Back at the farm team’s headquarters, intern Reyna Alcantar helps Orr adapt a milking stand for use as a holding device for goats who need their hooves trimmed. They discuss adding a “snacky tray” to make the experience a positive one. They’re modifying a device used to take something from the goats—their milk—into a tool to keep them healthy, Orr points out.

Shaun Echols uses a stick to gently guide a snapping turtle off the road.
Emily Hamlin Smith
/
The HSUS

3:14 p.m.

On his way to check lightbulbs in the primate kitchen, Echols comes across a snapping turtle in the dirt road. He tries to entice the turtle to chomp the end of a long stick so he can gently pull him across the road to safety. When that fails, Echols grabs a long metal hook (used to clear culverts) from his truck to snag the turtle from a safe distance. “Come on, fella, move it along,” he says. This approach works, and Echols is back on the road.
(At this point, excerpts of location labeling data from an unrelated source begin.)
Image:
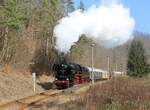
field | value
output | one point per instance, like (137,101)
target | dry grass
(116,94)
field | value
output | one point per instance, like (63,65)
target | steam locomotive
(68,74)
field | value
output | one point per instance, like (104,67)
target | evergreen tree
(137,60)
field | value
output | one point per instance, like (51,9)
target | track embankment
(27,102)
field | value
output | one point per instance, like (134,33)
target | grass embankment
(116,94)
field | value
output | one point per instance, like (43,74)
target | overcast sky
(139,9)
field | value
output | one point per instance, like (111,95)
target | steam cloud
(109,25)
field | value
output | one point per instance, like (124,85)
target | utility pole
(92,45)
(108,66)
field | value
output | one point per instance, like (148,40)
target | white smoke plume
(109,25)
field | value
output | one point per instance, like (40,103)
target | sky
(139,10)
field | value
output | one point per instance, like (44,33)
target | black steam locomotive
(68,74)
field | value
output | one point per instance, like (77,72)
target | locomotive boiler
(68,74)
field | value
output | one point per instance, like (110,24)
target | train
(69,74)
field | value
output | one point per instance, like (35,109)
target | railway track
(27,102)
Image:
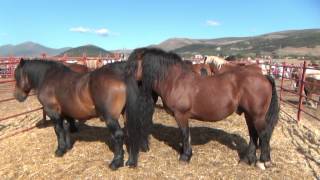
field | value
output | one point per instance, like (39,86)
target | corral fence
(294,81)
(283,73)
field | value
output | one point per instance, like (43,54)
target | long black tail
(133,124)
(274,108)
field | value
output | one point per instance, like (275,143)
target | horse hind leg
(250,154)
(186,141)
(59,130)
(117,137)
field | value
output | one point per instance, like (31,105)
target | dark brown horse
(312,87)
(79,68)
(186,95)
(229,67)
(101,93)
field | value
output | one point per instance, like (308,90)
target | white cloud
(212,23)
(80,29)
(102,32)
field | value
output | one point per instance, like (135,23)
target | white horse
(217,61)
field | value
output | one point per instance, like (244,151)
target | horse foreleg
(72,125)
(250,156)
(60,133)
(117,136)
(182,121)
(67,130)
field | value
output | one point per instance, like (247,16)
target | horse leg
(58,128)
(117,137)
(250,156)
(182,121)
(72,125)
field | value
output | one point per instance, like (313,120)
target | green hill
(90,50)
(285,43)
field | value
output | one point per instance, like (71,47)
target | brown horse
(80,68)
(312,87)
(202,69)
(229,67)
(186,95)
(101,93)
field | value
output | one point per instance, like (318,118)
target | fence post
(282,78)
(301,88)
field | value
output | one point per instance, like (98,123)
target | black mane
(36,69)
(155,64)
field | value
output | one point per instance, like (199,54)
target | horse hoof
(248,160)
(261,165)
(74,130)
(115,164)
(144,148)
(131,164)
(59,153)
(268,164)
(184,158)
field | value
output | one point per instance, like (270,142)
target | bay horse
(202,69)
(101,93)
(79,68)
(311,85)
(219,65)
(186,95)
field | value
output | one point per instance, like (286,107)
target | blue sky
(136,23)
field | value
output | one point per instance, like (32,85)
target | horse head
(22,86)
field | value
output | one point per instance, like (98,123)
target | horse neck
(163,86)
(36,73)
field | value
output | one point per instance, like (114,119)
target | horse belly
(210,110)
(79,112)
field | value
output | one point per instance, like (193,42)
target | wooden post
(282,78)
(301,88)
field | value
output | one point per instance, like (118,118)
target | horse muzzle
(20,96)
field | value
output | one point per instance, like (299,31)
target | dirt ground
(217,148)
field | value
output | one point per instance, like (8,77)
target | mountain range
(29,49)
(285,43)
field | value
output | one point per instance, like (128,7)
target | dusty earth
(217,148)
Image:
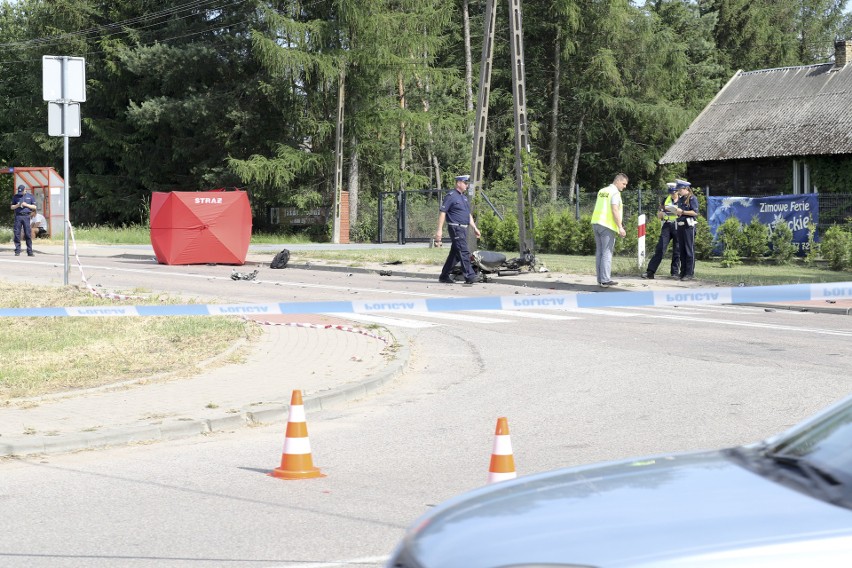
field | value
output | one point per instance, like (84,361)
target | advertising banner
(799,212)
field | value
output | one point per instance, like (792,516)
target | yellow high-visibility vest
(672,216)
(603,208)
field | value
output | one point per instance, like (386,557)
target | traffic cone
(502,461)
(296,462)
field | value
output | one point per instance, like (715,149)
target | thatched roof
(792,111)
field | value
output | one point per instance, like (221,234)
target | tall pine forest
(200,94)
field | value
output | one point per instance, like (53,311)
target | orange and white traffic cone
(296,461)
(502,460)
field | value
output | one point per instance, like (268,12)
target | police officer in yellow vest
(606,224)
(668,232)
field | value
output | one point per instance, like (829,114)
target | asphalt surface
(330,359)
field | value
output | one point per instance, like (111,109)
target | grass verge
(750,274)
(48,355)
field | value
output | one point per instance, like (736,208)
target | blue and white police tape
(697,296)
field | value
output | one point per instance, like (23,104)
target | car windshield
(820,451)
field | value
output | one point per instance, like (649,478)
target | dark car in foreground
(783,502)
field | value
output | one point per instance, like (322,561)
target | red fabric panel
(200,227)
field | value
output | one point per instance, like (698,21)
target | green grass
(141,235)
(60,354)
(709,271)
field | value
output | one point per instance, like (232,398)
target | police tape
(89,287)
(697,296)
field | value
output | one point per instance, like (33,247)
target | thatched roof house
(756,135)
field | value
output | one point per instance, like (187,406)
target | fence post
(577,202)
(381,228)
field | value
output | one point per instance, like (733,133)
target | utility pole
(480,126)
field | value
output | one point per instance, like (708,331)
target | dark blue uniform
(668,232)
(686,236)
(457,209)
(22,222)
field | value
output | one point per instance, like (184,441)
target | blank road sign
(75,78)
(56,126)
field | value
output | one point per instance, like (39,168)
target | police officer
(22,204)
(668,232)
(455,211)
(687,213)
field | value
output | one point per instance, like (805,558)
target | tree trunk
(571,190)
(554,122)
(354,181)
(468,64)
(402,141)
(433,158)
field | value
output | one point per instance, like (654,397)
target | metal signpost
(516,45)
(64,87)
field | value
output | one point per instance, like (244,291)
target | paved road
(577,386)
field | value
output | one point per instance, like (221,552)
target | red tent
(200,227)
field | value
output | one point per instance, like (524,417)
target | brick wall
(769,176)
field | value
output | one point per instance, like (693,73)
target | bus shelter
(48,189)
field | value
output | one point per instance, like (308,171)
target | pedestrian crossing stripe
(697,296)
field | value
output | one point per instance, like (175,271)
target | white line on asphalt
(773,326)
(455,316)
(597,312)
(527,314)
(367,561)
(381,320)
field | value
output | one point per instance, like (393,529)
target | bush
(703,240)
(755,239)
(813,249)
(836,248)
(729,237)
(506,234)
(781,241)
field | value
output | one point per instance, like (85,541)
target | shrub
(755,239)
(781,241)
(729,237)
(813,249)
(703,240)
(836,248)
(506,234)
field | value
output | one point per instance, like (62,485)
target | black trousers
(459,251)
(667,233)
(686,242)
(22,223)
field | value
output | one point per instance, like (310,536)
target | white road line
(455,316)
(594,311)
(382,320)
(773,326)
(94,267)
(367,561)
(528,314)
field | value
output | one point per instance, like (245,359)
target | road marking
(528,314)
(774,326)
(455,316)
(595,311)
(366,561)
(382,320)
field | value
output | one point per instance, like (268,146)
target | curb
(516,280)
(174,429)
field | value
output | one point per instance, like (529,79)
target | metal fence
(408,216)
(419,210)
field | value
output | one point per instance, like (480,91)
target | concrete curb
(517,280)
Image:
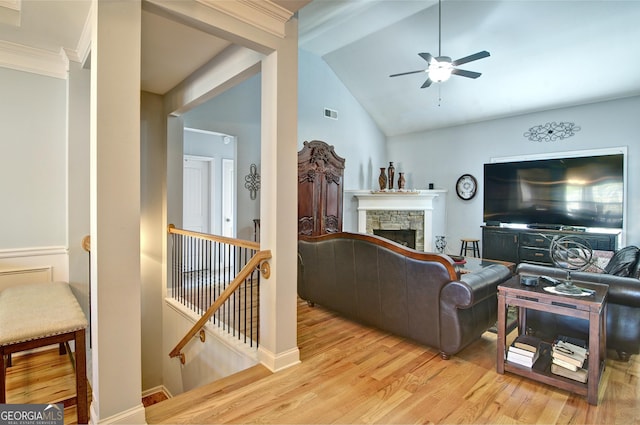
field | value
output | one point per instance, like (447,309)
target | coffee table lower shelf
(593,309)
(541,372)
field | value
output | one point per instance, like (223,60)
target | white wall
(441,156)
(235,112)
(152,231)
(33,163)
(354,135)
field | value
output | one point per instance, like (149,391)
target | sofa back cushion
(624,262)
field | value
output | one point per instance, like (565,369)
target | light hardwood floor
(354,374)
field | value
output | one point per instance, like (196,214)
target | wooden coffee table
(591,308)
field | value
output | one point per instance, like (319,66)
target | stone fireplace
(406,237)
(418,212)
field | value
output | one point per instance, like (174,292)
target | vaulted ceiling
(544,54)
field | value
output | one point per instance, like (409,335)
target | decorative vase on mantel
(441,244)
(382,179)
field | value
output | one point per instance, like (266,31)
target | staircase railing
(218,278)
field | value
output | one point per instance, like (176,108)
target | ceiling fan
(441,67)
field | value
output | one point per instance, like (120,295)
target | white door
(196,194)
(228,198)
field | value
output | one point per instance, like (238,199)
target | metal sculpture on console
(570,253)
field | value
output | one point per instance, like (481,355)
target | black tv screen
(577,191)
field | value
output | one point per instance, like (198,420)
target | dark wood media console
(527,245)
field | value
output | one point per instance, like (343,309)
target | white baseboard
(135,415)
(281,361)
(159,389)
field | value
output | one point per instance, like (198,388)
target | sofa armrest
(622,290)
(475,287)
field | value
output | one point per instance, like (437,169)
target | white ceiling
(544,54)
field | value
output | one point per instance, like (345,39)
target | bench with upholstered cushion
(41,314)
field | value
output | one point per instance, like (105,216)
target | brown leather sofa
(623,309)
(409,293)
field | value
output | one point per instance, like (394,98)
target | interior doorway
(209,186)
(197,193)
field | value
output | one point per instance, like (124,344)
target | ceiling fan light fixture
(440,71)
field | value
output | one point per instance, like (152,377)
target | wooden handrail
(222,239)
(253,263)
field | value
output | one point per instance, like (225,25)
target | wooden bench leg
(81,378)
(3,376)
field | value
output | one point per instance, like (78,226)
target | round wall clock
(466,186)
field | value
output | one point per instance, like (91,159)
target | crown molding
(10,12)
(264,15)
(37,61)
(83,49)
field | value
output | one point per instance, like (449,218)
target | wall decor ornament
(252,181)
(441,243)
(551,131)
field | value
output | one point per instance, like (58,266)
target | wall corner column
(279,203)
(115,212)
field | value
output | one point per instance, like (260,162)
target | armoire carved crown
(320,189)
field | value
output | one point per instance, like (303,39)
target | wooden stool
(474,247)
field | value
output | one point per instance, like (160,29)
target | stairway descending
(164,410)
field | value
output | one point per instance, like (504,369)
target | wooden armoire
(320,187)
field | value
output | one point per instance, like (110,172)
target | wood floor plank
(355,374)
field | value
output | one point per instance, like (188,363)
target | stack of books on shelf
(569,358)
(524,351)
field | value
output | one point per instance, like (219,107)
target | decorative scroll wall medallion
(252,181)
(551,131)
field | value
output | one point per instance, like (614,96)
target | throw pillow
(624,262)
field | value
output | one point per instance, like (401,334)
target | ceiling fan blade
(471,58)
(426,56)
(464,73)
(426,83)
(406,73)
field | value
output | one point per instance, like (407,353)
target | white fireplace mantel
(422,200)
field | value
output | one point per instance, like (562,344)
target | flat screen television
(585,191)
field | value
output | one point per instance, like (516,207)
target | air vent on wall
(330,113)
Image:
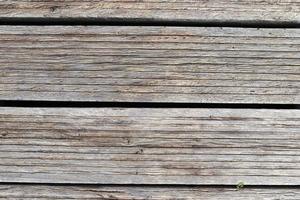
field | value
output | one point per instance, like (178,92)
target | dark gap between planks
(79,104)
(153,185)
(141,22)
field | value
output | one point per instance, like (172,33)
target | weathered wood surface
(150,64)
(249,11)
(143,193)
(150,146)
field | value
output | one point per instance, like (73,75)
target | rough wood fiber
(150,64)
(150,146)
(144,193)
(252,11)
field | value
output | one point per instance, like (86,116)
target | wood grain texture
(250,11)
(143,193)
(150,64)
(150,146)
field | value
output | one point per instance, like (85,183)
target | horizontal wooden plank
(143,193)
(175,10)
(150,146)
(150,64)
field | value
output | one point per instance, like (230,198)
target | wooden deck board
(150,64)
(250,11)
(150,146)
(143,193)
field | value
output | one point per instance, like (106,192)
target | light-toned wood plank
(250,11)
(143,193)
(150,64)
(150,146)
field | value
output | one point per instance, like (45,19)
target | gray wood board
(250,11)
(150,146)
(150,64)
(143,193)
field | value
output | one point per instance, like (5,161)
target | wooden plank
(143,193)
(150,64)
(250,11)
(150,146)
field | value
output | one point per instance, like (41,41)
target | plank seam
(32,21)
(84,104)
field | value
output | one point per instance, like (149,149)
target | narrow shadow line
(11,103)
(142,22)
(214,186)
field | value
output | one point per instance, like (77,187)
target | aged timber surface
(150,64)
(150,146)
(143,193)
(253,11)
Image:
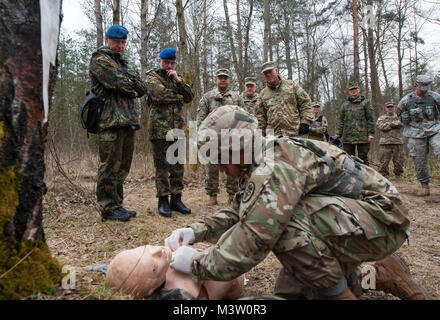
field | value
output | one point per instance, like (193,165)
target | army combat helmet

A llama stands in a field at Black Beauty Ranch.
Christi Gilbreth
/
The HSUS

3:52 p.m.

From the back of a truck, the equine team snaps photos of the horses. They’ll be used to update a “bio book,” which includes a photo of each animal to help the team with identification. They start with a dozen horses gathered together: a chestnut named DiGiorno (or “pizza horse”), a bay with a big star on her forehead named Diana, a bay with a little star named Dolce …

4:36 p.m.

The equipment is parked for the day, and Echols tidies up a few things in the shop before pushing in the white plastic lawn chairs around the table. His face is still flushed from the sun and the heat, streaks of dirt and grease on his arms and pants. “Let’s do it again tomorrow, yeah?”

6:07 p.m.

It might be after hours, but Orr and a few other caregivers have returned to the sanctuary. They’re taking advantage of the (relatively) cool evening by shearing a pair of llamas. The animals have recently arrived from a shuttered zoo in Puerto Rico, and their overgrown fleece needs shearing so they can better regulate their body temperature.


Each day at Black Beauty Ranch brings unique problems to solve—and moments to enjoy. Through it all, the caregivers keep one goal in mind: doing what’s best for the resident animals.